Iron in meat is more readily taken up into the body than iron from most other sources because it is mainly present as the more available haem iron, and because meat contains an as-yet-unidentified "meat-factor" that enhances the uptake of not only meat iron, but also other iron in the same meal, research claims.
Research recently published by a joint Massey University, AgResearch group working under contract to Meat New Zealand has found iron bioavailability does vary between cuts and that long slow cooking also reduces the amount of iron available.
Dr Roger Purchas from the Institute of Food, Nutrition and Human Health, says the group's research found that, as expected, iron levels tended to be higher in beef than in comparable cuts of lamb, and also for levels to be higher in darker red cuts such as the bolar from the shoulder than in paler cuts such as the eye of the round in the hindquarter that is often part of a corned silverside.
"Iron needs to be in a soluble form in order to be absorbed into the blood, so the percentage of iron in the soluble-haem form was of particular interest, and this proved to be higher in beef than lamb by about 25 per cent. Much of the extra iron of beef relative to lamb appeared as the desirable soluble-haem iron. In a similar way those cuts with more iron tended to have a higher percentage as soluble haem iron."

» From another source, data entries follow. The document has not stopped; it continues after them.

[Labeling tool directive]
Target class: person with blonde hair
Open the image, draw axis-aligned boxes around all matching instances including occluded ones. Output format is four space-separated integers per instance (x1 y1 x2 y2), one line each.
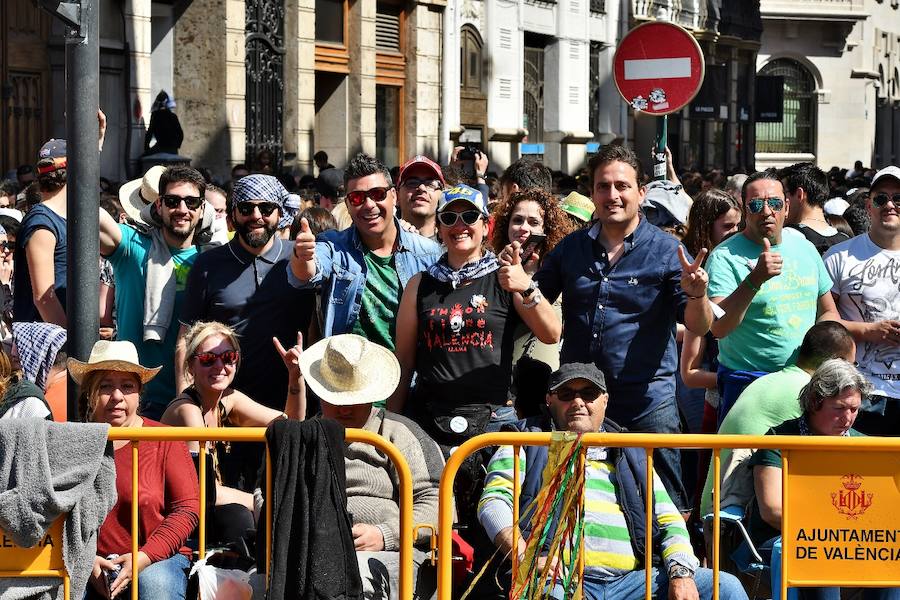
67 340 199 600
162 321 306 543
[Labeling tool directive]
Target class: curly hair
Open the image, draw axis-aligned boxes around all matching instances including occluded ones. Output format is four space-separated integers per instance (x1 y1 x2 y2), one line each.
684 188 741 256
491 188 575 256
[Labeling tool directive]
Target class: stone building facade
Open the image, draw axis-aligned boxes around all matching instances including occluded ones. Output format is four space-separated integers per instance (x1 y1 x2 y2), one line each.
756 0 900 170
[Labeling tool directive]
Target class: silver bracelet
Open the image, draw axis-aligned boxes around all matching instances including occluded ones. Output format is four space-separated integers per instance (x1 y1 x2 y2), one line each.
522 289 544 308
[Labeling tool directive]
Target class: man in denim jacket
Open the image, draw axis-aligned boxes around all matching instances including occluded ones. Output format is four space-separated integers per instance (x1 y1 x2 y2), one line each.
288 154 442 350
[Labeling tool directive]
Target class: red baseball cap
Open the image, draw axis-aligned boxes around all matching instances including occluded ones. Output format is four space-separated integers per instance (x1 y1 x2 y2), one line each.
397 154 447 185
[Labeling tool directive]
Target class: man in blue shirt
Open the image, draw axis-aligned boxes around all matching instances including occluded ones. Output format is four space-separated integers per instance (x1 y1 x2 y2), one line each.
535 146 712 512
288 154 441 350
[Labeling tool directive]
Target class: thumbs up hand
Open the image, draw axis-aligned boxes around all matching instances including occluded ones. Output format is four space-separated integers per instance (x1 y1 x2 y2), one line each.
497 242 531 292
748 238 784 287
294 218 316 262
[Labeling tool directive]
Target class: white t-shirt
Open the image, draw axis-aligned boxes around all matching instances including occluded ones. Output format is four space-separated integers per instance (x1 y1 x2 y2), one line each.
822 234 900 398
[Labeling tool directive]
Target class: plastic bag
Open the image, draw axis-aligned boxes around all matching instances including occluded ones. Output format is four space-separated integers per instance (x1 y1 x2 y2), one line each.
191 556 253 600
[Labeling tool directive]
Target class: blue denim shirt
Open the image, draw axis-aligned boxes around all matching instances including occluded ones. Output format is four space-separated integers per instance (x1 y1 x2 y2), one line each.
287 218 443 337
535 218 687 426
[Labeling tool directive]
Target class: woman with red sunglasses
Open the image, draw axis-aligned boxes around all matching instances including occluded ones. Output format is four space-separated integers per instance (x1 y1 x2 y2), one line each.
161 321 306 544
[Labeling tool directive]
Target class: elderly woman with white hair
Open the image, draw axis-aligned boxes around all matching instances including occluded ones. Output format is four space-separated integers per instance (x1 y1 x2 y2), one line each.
749 358 900 600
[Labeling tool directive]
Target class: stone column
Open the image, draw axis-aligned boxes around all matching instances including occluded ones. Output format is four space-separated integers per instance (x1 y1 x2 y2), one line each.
410 0 444 163
284 0 316 173
125 0 153 177
174 0 246 179
347 0 376 156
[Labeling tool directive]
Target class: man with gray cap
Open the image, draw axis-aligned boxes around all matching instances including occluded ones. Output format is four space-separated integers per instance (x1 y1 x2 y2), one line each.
478 362 747 600
175 175 314 488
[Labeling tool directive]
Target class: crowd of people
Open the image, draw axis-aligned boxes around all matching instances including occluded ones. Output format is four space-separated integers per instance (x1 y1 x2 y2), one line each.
0 127 900 600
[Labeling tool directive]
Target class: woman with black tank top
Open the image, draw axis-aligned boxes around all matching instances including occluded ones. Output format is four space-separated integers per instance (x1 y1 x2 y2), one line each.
388 185 562 454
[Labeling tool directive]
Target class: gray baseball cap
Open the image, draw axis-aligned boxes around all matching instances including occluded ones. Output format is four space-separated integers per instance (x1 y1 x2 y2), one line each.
548 363 606 394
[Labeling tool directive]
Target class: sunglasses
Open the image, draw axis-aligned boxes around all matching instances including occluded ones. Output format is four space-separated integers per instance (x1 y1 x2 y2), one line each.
553 385 603 402
237 202 278 217
402 177 441 190
438 210 481 227
347 187 391 206
194 350 241 367
872 192 900 208
747 198 784 215
159 194 203 210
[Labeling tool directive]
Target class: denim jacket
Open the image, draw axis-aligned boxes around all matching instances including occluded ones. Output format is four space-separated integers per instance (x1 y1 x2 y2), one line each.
288 218 443 337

These results for uncooked meat are useful, but almost all meat is consumed cooked and is digested before it reaches the site where it is absorbed into the blood.
Dr. Purchas said: "Comparisons of meat cooked to various final temperatures and for different times showed that much of the soluble-haem iron was quickly converted to an insoluble form with cooking, and with more severe cooking some of the haem iron was converted to the less desirable non-haem form. The extents to which these changes are reflected in a lower bioavailability remain to be determined. Interestingly the amount of iron lost in juices released during cooking was highest at a lower cooking temperature (60°C as opposed to 80 or 98°C) apparently because the slower cooking meant the haem iron remained soluble for longer. This loss in cooking juices was up to 16 per cent of the total iron in some cases, which suggests that devising ways of retaining the cooking juices from meat may be beneficial with respect to iron intakes."
Dr Purchas also added that, according to the research, a significant amount of iron was also found to be lost in the juices released from meat during storage, with up to 13 per cent of the total iron being lost over eight days for meat that had been frozen and thawed. This was mainly in the valuable soluble-haem form, so devising culinary strategies to capture this source of iron will also be worth while. These losses were reduced by about half for meat that had not been frozen and thawed.
The group's research, recently published in the International Journal of Food Science and Technology, is part of a larger quest by Meat New Zealand to identify ways in which the bioavailability of iron and other nutrients in meat vary.
"Considering the proportions of various forms of iron is a start on this road, but eventually the results need to be backed up by demonstrating that products predicted to have strengths in this area, actually demonstrate such strengths when consumed by people," Dr. Purchas said.